- Cabinet to consider tabling emergency laws in parliament
- PM initially declined to do so, but king urged
- Key ally in govt repeats withdrawal of support for PM
- Premier under pressure to resign
KUALA LUMPUR, Aug 3 (Reuters) - Malaysian Prime Minister Muhyiddin Yassin agreed on Tuesday to consider debating emergency laws in parliament, easing a standoff with the country's monarchy, but a key ally in the premier's ruling coalition said he had lost legitimacy.
Muhyiddin has governed with a razor-thin majority and led an unstable ruling coalition since coming to power in March 2020.
He has been under mounting pressure to quit after Malaysia's king last week issued a rare rebuke of a government move to revoke emergency laws without his approval, an act the palace said was against the constitution.
Some allies have accused Muhyiddin of treason, while opposition lawmakers have urged him to step down for disrespecting the king. Malaysia is a constitutional monarchy and the king is revered across the country's multi-ethnic population.
"Muhyiddin must take responsibility for the failure and defiance of his government that contradicted the king's decree by resigning as PM with honour," Ahmad Zahid Hamidi, president of the United Malays National Organisation (UMNO) party, said in a statement.
UMNO is the biggest bloc in Muhyiddin's ruling alliance. Some of its lawmakers have sent a letter to the king to show they have withdrawn support for Muhyiddin and that he has lost his majority, the statement said.
The party is split on its support for Muhyiddin, however. Last month, UMNO said it had pulled support for Muhyiddin but its cabinet ministers did not quit.
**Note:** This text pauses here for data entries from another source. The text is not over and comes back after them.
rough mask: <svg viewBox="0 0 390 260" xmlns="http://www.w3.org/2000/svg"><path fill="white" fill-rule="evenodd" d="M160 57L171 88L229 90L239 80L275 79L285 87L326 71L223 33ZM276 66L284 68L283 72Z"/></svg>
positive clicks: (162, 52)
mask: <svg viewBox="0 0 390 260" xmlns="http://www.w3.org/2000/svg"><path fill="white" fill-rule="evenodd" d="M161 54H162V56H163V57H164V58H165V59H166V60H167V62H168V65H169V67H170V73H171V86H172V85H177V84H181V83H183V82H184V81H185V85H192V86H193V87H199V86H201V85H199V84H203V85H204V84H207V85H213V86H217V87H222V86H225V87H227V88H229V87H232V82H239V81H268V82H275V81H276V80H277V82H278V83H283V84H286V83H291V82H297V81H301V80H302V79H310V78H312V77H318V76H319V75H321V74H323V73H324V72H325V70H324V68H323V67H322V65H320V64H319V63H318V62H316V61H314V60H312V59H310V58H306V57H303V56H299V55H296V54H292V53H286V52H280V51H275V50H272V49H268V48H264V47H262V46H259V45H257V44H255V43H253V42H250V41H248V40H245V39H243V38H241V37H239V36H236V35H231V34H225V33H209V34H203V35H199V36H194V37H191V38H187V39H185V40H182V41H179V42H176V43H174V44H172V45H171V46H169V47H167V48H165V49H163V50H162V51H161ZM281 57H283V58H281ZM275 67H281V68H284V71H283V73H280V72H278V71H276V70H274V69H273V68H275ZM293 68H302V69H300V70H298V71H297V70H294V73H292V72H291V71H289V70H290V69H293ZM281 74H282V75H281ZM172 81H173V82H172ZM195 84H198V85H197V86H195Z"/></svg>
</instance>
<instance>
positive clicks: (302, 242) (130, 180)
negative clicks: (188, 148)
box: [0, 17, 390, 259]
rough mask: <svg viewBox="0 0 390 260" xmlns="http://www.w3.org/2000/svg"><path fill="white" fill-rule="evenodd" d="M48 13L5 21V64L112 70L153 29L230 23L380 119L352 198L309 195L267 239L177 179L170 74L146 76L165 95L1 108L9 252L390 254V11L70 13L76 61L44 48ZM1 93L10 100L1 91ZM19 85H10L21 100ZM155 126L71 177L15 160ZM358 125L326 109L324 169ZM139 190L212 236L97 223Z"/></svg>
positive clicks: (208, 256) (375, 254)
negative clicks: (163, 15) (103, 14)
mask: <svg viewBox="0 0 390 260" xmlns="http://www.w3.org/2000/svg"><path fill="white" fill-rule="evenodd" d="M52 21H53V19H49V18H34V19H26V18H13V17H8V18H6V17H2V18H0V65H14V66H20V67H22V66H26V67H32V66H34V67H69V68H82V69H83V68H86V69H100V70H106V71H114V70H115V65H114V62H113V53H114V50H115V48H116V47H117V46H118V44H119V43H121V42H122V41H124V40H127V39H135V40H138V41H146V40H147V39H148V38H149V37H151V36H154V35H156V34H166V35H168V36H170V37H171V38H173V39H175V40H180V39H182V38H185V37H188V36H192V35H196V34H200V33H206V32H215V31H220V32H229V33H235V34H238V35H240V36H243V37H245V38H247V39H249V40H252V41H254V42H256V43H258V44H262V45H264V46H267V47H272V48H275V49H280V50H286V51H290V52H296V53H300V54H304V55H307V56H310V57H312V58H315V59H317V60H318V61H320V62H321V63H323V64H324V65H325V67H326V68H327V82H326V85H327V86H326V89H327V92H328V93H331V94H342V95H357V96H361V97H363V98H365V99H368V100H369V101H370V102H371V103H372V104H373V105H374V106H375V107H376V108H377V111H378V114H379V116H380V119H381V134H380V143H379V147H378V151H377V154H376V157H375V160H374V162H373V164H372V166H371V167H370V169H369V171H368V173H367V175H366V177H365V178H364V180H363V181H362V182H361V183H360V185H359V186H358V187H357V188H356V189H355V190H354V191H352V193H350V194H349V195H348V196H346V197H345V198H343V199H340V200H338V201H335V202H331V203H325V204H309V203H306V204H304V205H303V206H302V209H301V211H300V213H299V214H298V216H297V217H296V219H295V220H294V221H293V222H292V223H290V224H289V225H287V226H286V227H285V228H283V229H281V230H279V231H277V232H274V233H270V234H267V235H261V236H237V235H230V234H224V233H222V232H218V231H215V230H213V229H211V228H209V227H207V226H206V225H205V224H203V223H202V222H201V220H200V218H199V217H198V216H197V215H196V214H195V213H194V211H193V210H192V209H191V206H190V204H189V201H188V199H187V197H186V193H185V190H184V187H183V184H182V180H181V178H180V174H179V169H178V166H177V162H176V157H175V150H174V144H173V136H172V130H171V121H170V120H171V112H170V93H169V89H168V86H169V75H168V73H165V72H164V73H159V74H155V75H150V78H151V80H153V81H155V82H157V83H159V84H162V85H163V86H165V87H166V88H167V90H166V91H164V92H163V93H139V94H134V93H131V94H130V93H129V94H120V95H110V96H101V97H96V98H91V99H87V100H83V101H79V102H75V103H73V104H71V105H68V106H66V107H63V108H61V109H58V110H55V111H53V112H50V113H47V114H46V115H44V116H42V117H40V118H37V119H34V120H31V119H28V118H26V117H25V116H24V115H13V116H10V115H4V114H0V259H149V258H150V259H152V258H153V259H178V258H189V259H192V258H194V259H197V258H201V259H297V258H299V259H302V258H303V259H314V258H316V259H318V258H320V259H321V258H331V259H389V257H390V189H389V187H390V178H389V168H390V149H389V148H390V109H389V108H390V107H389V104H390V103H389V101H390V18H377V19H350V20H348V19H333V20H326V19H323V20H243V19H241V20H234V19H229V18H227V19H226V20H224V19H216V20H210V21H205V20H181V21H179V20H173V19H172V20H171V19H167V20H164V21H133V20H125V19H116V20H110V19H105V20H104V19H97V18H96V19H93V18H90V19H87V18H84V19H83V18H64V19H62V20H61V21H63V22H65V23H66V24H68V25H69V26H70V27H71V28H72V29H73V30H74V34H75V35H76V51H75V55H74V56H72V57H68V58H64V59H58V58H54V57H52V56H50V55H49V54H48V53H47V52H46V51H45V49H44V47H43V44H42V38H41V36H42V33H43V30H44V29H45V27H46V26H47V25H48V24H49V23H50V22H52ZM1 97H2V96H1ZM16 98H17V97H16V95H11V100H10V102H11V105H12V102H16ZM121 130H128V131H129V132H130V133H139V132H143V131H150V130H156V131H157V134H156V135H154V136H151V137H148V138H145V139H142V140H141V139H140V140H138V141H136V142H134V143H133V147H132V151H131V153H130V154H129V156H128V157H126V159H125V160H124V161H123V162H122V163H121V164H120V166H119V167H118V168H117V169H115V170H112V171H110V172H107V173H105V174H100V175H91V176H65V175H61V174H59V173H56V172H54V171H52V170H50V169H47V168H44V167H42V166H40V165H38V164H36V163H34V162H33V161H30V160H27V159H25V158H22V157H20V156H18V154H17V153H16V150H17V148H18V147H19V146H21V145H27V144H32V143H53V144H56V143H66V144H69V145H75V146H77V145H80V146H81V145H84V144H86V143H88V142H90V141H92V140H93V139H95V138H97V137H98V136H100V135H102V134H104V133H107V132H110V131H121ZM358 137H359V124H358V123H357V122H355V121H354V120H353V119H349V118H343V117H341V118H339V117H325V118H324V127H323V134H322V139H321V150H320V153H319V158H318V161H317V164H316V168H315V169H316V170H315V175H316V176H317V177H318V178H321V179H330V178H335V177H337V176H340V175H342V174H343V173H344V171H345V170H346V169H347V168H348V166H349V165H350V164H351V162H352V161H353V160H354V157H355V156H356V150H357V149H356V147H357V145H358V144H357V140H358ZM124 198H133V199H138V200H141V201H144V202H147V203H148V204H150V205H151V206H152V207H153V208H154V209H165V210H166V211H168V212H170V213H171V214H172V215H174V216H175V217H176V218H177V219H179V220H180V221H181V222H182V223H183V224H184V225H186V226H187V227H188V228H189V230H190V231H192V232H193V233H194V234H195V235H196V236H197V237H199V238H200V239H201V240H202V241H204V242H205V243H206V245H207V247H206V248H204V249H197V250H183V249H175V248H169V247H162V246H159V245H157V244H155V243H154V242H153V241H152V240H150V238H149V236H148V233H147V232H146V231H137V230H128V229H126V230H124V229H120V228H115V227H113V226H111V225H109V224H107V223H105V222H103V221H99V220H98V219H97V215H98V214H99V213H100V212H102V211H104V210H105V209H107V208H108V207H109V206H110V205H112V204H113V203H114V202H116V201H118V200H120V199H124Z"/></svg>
Deputy Prime Minister and UMNO politician Ismail Sabri Yaakob last week said he supported Muhyiddin and the government had the support of 110 of Malaysia's 222 parliamentarians.
Earlier on Tuesday, Muhyiddin said his cabinet would discuss holding a debate in parliament to repeal laws imposed during emergency rule, which was in place from January until August 1 to help curb the spread of COVID-19.
The debate could be held during a scheduled parliamentary session in September, Muhyiddin said in a statement.